True Church / Bride of Christ Spared from God’s Wrath:

 Romans 5:8-10. “But God commendeth his love toward us, in that, while we were yet sinners, Christ died for us. Much more then, being now justified by his blood, we shall be saved from wrath through him. For if, when we were enemies, we were reconciled to God by the death of his Son, much more, being reconciled, we shall be saved by his life.”

Romans 12:19Dearly beloved, avenge not yourselves, but rather give place unto wrath: for it is written, Vengeance is mine; I will repay, saith the Lord.

1 Thessalonians 1:10. And to wait for his Son from heaven, whom he raised from the dead, even Jesus, which delivered us from the wrath to come.

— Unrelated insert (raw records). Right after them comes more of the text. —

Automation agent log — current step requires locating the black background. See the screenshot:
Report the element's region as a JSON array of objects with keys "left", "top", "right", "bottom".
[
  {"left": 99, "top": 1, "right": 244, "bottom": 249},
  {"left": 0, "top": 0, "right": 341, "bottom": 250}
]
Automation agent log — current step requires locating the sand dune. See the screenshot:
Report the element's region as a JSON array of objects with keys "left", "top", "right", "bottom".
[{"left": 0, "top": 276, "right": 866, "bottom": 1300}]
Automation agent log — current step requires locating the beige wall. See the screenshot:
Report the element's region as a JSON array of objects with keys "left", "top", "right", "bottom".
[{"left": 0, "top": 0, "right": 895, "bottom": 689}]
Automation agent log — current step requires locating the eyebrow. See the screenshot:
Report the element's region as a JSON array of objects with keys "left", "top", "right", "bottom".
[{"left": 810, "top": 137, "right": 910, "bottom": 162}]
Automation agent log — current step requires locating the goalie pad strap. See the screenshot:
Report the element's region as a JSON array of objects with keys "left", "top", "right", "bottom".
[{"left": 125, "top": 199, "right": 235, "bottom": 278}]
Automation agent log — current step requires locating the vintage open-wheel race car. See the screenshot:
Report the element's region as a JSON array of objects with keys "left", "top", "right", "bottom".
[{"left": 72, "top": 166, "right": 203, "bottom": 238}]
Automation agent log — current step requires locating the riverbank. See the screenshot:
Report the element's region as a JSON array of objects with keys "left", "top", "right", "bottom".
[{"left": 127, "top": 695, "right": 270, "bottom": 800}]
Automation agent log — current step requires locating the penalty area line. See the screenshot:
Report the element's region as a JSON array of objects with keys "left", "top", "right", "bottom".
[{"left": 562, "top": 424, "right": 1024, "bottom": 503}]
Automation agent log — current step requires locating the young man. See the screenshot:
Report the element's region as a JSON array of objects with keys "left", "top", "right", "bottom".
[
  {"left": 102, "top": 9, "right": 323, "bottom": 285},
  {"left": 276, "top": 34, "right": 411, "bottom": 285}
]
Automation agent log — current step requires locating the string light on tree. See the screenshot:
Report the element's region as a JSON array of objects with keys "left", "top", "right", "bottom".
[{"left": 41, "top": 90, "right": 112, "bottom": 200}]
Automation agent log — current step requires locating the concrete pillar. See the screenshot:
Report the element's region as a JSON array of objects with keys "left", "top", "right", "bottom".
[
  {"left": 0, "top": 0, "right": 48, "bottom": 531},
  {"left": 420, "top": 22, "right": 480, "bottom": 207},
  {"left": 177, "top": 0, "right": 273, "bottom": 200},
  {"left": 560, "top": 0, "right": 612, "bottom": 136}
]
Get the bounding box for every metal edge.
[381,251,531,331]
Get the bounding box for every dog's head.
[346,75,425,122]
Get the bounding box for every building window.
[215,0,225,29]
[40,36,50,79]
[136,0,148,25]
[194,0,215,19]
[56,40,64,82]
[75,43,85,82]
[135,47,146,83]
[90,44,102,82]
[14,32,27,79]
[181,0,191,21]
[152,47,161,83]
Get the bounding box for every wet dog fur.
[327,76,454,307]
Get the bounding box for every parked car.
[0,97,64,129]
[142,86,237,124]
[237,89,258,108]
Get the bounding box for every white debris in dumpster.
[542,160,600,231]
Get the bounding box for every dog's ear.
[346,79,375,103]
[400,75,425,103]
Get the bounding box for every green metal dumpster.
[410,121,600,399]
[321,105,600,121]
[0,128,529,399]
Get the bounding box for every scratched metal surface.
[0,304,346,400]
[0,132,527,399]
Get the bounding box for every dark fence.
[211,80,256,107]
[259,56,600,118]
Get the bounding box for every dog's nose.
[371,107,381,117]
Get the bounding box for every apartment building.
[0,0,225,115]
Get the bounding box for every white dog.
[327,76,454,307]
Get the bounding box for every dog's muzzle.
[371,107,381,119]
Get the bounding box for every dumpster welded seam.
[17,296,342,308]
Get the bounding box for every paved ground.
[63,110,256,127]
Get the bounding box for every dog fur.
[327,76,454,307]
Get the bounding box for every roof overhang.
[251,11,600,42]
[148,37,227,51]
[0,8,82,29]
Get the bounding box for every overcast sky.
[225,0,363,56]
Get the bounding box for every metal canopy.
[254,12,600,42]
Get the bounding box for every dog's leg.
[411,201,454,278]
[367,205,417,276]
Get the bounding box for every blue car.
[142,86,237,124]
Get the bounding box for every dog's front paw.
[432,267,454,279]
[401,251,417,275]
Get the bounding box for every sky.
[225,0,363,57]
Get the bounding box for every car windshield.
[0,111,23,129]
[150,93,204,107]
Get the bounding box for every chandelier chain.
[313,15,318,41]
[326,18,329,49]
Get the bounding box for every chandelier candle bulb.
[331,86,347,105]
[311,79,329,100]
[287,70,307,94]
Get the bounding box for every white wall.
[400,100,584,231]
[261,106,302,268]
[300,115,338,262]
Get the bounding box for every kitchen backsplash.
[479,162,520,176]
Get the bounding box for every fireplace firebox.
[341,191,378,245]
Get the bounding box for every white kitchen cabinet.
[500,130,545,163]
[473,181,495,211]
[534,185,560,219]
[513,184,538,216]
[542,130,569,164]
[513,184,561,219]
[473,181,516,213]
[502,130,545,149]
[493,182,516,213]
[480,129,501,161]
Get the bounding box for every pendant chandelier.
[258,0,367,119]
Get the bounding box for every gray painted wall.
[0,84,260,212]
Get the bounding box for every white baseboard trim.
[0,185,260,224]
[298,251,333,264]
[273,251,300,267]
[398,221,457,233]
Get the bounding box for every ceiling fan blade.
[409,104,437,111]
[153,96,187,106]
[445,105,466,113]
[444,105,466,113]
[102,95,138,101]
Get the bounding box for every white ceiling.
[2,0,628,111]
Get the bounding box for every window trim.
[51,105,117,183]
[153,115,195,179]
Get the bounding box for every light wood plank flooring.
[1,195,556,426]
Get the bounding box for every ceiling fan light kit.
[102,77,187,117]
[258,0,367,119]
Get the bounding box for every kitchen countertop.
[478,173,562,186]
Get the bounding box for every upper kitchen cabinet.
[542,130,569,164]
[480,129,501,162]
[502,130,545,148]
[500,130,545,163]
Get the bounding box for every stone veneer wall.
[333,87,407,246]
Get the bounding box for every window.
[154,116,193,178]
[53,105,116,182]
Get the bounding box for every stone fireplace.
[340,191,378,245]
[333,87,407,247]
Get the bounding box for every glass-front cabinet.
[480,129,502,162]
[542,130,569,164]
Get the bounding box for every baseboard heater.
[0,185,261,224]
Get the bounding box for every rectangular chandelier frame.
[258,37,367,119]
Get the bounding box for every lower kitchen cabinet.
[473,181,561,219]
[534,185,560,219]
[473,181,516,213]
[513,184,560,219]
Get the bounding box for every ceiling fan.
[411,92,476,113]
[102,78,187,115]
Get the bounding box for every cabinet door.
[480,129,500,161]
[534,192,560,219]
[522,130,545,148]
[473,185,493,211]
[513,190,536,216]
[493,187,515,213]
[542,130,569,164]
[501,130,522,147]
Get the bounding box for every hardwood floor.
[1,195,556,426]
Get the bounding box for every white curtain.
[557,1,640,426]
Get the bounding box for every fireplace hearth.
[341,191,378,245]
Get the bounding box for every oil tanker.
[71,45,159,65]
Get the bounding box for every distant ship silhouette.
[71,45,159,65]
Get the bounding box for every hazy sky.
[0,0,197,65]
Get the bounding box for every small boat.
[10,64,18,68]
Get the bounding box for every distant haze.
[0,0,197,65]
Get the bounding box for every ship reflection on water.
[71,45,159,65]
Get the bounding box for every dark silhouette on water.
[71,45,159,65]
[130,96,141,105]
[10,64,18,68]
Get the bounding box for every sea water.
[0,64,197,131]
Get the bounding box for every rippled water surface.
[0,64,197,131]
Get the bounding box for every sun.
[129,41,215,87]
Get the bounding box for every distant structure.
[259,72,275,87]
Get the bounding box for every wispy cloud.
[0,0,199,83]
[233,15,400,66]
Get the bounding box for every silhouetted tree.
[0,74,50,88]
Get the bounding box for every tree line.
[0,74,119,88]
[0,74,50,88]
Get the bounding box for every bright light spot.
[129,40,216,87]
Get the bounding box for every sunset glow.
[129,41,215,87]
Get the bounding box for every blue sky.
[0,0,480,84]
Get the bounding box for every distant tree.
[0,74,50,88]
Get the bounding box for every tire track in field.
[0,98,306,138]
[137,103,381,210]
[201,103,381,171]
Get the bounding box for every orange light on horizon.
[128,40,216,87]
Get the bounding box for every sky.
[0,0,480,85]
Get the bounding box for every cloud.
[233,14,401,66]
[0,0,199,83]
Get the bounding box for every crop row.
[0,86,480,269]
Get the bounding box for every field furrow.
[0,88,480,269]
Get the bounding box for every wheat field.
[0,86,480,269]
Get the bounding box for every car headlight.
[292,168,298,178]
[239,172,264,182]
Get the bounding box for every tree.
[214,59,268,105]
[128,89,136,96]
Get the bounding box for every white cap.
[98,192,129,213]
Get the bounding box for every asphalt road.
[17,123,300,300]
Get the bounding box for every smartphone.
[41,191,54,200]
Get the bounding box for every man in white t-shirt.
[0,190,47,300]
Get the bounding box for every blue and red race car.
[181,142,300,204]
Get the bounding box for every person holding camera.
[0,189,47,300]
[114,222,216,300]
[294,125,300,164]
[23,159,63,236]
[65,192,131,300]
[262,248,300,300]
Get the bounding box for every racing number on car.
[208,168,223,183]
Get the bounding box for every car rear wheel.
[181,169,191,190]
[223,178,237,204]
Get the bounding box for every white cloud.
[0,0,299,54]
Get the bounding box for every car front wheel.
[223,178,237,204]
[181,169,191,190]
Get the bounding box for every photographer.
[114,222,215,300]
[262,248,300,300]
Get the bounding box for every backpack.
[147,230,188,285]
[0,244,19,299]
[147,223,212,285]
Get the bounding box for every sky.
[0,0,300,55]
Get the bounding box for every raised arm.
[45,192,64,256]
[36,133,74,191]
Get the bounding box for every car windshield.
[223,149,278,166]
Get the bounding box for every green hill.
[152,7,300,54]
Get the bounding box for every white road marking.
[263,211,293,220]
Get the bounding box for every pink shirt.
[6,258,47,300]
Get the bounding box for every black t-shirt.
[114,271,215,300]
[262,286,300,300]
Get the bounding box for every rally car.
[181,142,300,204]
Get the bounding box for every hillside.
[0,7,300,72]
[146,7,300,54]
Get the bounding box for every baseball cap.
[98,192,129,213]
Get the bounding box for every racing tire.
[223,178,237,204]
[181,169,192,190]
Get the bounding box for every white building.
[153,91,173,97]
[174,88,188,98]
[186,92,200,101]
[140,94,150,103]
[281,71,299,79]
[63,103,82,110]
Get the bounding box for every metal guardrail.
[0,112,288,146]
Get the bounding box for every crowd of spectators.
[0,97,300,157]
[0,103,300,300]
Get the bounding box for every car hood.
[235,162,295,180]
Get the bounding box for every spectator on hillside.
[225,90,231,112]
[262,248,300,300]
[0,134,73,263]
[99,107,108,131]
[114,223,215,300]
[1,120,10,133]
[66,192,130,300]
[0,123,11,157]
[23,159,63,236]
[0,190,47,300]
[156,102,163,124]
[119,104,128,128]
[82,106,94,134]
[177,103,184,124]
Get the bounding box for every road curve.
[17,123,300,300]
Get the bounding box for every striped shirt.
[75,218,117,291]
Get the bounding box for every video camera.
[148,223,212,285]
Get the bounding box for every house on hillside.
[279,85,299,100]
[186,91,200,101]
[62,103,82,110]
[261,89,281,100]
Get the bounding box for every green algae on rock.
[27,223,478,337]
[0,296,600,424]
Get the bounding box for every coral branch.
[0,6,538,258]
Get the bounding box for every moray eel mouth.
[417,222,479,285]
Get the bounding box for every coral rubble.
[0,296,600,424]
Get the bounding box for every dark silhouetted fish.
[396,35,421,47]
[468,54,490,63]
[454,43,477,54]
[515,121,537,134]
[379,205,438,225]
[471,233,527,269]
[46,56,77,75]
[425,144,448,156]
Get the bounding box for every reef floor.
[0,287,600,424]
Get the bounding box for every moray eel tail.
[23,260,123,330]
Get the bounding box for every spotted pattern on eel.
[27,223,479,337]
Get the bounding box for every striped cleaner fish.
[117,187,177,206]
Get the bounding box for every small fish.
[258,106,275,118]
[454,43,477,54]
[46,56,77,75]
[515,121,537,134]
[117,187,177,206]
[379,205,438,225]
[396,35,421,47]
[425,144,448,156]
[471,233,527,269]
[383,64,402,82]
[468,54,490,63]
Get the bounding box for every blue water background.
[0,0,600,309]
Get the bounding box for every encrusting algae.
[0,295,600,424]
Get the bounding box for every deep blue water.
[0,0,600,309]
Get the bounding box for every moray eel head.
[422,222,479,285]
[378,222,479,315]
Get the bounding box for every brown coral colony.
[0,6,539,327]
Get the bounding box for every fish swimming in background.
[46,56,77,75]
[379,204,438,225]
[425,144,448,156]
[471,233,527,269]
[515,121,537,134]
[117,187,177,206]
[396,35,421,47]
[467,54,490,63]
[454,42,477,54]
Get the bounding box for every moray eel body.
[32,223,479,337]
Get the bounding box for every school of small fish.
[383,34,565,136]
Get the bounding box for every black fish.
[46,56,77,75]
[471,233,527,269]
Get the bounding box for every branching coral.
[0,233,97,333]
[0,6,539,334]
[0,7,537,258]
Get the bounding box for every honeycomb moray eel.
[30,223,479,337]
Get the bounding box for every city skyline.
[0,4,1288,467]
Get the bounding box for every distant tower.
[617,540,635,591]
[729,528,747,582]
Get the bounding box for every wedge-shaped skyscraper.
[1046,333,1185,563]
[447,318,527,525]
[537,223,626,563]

1 Thessalonians 5:9. For God hath not appointed us to wrath, but to obtain salvation by our Lord Jesus Christ,

Romans 8:35. Who shall separate us from the love of Christ? shall tribulation, or distress, or persecution, or famine, or nakedness, or peril, or sword?

Jeremiah 30:7. Alas! for that day is great, so that none is like it: it is even the time of Jacob’s trouble, but he shall be saved out of it.

Revelation 3:10 Because thou hast kept the word of my patience, I also will keep thee from the hour of temptation, which shall come upon all the world, to try them that dwell upon the earth.